There are two types of tax years:
a. Calendar Tax Year. A calendar tax year is a period of 12 consecutive months beginning January 1st and ending December 31st.
b. Fiscal Tax Year. A fiscal tax year is a period of 12 consecutive months ending on the last day of any month other than December, or 52-53 week period that ends on a specific day of the week occurring either in the last week or nearest the last day of a specific month.
If there is no reason for choosing a specific year-end for financial reporting, eligible businesses should consider a fiscal year if their own natural business suggests it. Many businesses have a cycle, so that certain times of the year are less busy than others. If available, manufacturers, for example, often choose a tax year corresponding to their natural business cycle, which generally ends just after the highest annual sales period for the business. Year-end financial statements that reflect the natural business year will generally present a more liquid position due to lower inventories and the sales peak just experienced.
A business that operates as a C corporation establishes an annual period as its calendar or fiscal tax year by (a) maintaining books and records on the same basis, and (b) filing the initial tax return based on that period. If books and records are not maintained to establish a fiscal year, the corporation will use a calendar tax year. A C corporation must adopt a tax year by the due date (not including extensions) of the return for the corporation’s first tax year. The initial return cannot include more than 12 months, but may include fewer, resulting in a short year.
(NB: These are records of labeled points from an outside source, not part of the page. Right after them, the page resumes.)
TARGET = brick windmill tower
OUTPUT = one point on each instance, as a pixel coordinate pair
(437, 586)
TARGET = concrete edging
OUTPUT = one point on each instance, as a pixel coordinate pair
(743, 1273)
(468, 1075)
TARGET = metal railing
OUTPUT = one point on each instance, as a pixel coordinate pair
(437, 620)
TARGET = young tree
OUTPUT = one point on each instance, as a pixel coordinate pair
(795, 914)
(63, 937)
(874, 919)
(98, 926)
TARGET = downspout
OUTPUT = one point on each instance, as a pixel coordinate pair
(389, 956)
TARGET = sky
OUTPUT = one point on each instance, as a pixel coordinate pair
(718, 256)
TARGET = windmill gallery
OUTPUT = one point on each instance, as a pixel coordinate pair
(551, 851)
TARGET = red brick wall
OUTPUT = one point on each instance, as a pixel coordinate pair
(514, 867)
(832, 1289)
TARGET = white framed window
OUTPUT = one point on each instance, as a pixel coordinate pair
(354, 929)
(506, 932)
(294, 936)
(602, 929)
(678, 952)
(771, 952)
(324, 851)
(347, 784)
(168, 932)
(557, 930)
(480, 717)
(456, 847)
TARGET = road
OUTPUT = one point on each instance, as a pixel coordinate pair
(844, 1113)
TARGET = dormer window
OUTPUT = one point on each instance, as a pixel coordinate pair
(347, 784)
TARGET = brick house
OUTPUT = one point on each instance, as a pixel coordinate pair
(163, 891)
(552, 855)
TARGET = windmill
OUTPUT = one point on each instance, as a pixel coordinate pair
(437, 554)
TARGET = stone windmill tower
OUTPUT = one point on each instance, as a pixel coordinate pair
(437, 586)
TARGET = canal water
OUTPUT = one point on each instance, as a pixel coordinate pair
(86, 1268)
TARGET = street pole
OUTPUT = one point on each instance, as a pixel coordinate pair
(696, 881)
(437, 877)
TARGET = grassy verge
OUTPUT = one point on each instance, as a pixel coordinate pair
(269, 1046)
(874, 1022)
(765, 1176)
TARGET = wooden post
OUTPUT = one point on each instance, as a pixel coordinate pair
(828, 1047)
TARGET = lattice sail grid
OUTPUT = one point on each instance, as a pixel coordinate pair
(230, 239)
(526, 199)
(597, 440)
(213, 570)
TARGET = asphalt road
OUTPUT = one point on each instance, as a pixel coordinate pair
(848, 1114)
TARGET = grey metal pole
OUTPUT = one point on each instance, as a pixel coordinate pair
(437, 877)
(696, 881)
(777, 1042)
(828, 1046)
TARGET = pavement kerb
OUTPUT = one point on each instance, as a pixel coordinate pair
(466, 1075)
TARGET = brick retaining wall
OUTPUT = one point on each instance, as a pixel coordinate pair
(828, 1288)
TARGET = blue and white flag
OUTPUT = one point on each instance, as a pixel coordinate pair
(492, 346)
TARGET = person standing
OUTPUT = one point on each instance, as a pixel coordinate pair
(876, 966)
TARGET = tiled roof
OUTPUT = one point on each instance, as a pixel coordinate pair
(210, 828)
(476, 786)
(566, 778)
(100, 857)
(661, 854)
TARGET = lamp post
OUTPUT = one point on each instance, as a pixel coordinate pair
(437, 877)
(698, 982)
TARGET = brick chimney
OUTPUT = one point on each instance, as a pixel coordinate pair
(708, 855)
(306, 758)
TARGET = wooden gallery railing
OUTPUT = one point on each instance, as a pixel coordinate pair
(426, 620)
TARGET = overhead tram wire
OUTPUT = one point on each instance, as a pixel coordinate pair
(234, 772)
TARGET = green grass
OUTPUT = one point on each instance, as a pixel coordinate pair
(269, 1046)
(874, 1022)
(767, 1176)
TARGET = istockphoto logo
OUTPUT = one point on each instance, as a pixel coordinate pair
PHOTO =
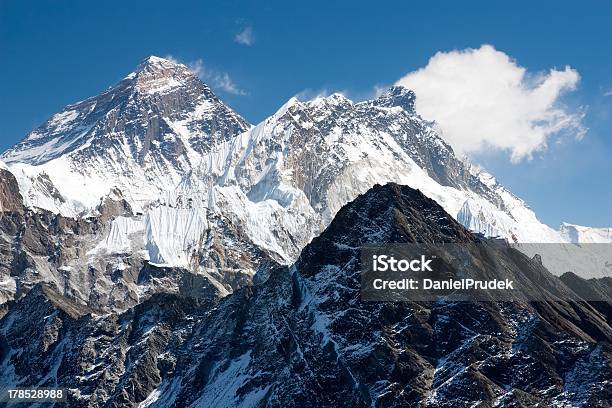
(489, 270)
(383, 263)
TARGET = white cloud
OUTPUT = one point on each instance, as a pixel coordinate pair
(482, 99)
(215, 79)
(246, 36)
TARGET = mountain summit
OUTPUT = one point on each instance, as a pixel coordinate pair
(142, 136)
(162, 138)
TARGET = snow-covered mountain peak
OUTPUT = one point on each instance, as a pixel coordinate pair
(159, 75)
(143, 135)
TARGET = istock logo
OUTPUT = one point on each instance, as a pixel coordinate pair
(383, 263)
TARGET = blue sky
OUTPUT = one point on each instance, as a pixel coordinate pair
(258, 54)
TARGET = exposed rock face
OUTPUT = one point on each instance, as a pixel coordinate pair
(303, 337)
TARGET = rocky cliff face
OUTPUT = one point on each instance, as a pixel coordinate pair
(303, 337)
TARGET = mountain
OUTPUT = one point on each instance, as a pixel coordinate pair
(140, 137)
(304, 337)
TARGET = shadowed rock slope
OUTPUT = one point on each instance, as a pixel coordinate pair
(303, 337)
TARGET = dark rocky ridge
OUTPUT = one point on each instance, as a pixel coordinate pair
(303, 337)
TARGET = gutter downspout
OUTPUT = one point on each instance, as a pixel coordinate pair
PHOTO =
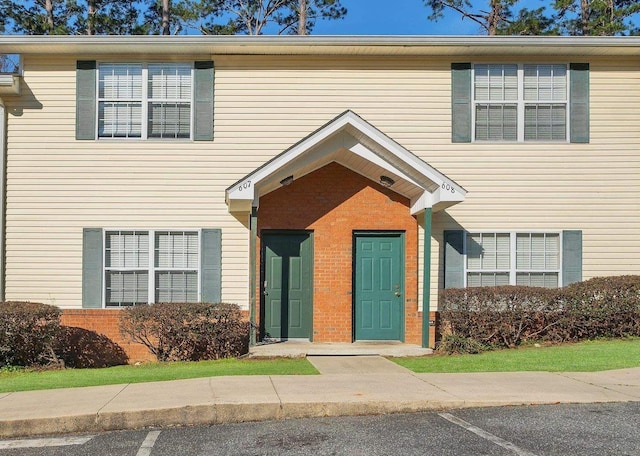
(253, 243)
(3, 195)
(426, 277)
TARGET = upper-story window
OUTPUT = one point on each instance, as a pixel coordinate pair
(520, 102)
(507, 258)
(161, 101)
(144, 101)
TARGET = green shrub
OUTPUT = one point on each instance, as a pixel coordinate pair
(508, 316)
(602, 307)
(187, 331)
(27, 330)
(498, 316)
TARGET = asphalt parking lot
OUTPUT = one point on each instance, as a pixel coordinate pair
(585, 429)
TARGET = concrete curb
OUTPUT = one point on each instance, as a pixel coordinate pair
(218, 400)
(228, 413)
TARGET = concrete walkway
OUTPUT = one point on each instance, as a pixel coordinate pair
(302, 348)
(348, 386)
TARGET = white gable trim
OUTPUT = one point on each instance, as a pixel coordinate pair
(350, 134)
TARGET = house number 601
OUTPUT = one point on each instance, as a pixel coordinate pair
(448, 187)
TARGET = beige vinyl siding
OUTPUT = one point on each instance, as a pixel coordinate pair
(263, 105)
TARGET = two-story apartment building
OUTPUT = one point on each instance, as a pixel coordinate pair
(330, 186)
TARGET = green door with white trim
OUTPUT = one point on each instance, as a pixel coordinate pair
(379, 287)
(287, 285)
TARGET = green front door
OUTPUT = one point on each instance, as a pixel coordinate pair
(379, 287)
(287, 285)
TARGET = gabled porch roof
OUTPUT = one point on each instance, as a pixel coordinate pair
(356, 144)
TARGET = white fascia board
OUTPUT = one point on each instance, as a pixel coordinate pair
(9, 84)
(374, 158)
(414, 161)
(246, 188)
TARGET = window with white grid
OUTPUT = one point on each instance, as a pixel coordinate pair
(144, 101)
(126, 268)
(520, 102)
(176, 262)
(151, 266)
(513, 258)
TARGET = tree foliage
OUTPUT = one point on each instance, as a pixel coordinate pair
(558, 17)
(252, 17)
(489, 19)
(596, 17)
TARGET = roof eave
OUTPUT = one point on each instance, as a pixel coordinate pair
(322, 45)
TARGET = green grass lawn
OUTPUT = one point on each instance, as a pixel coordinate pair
(26, 380)
(580, 357)
(586, 356)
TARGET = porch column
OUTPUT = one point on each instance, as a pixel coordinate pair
(426, 277)
(253, 242)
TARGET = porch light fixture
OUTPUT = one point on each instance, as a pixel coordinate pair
(386, 181)
(286, 181)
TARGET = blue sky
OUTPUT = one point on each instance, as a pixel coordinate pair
(395, 17)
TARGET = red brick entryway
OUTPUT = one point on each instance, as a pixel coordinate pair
(333, 203)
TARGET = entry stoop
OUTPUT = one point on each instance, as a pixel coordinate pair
(303, 348)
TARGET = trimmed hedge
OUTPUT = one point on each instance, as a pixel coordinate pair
(27, 331)
(507, 316)
(187, 331)
(81, 348)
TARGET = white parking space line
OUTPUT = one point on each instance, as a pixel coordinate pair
(486, 435)
(147, 445)
(41, 443)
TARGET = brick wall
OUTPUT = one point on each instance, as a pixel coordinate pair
(334, 202)
(105, 322)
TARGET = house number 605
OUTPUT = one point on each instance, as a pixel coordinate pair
(448, 187)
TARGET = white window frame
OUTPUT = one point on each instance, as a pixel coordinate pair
(151, 268)
(513, 269)
(145, 100)
(520, 103)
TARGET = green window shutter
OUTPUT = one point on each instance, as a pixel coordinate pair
(571, 257)
(460, 102)
(92, 251)
(579, 102)
(86, 99)
(454, 259)
(203, 96)
(211, 265)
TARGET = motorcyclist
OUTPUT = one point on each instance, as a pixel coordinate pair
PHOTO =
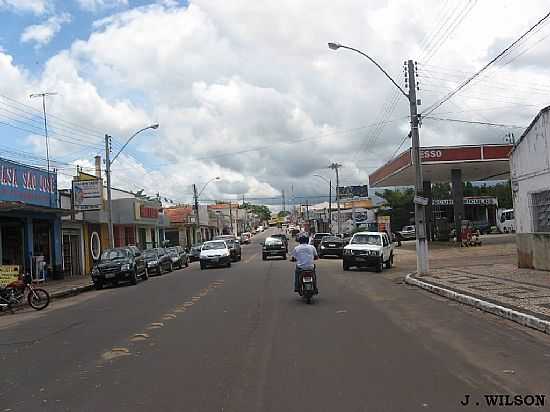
(304, 255)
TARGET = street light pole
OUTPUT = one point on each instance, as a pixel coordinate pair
(422, 261)
(108, 163)
(329, 181)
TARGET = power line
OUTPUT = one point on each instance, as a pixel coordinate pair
(499, 56)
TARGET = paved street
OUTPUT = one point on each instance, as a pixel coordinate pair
(238, 339)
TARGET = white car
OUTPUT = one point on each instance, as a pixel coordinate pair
(215, 253)
(368, 249)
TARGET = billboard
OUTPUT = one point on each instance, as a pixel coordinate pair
(87, 195)
(349, 192)
(26, 184)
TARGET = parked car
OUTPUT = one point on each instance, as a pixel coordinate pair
(245, 238)
(273, 246)
(407, 233)
(195, 252)
(369, 249)
(331, 246)
(179, 256)
(215, 253)
(315, 240)
(234, 246)
(118, 265)
(283, 238)
(157, 261)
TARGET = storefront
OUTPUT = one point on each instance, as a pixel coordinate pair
(30, 220)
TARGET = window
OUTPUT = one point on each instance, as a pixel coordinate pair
(540, 206)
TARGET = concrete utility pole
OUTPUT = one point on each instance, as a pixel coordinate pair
(335, 167)
(419, 207)
(198, 233)
(420, 202)
(109, 200)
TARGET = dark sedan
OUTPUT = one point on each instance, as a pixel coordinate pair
(273, 247)
(195, 253)
(157, 261)
(331, 246)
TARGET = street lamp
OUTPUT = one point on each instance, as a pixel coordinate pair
(196, 201)
(108, 164)
(329, 197)
(419, 201)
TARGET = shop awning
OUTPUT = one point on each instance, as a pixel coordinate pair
(23, 207)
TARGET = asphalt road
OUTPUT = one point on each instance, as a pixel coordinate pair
(239, 340)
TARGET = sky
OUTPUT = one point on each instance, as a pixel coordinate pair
(250, 92)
A 52-53 week fiscal tax year is an annual period that varies from 52-53 weeks. Any new eligible C corporation that maintains its books and records on a 52-53 week year-end can adopt a 52-53 week year for tax purposes. The tax year always ends on the same day of the week, and always ends –
a. on whatever date that day of the week last occurs in a calendar month (e.g. the last Monday in July) or
b. on whatever date that day of the week falls nearest to the last day of the calendar month (e.g., the Monday closest the end of July).
Observation: If the first method is used, the tax year can end up to six days before the end of the calendar month the year ends. If the second method is used, the fiscal year can end as many as three days before or after the end of the month.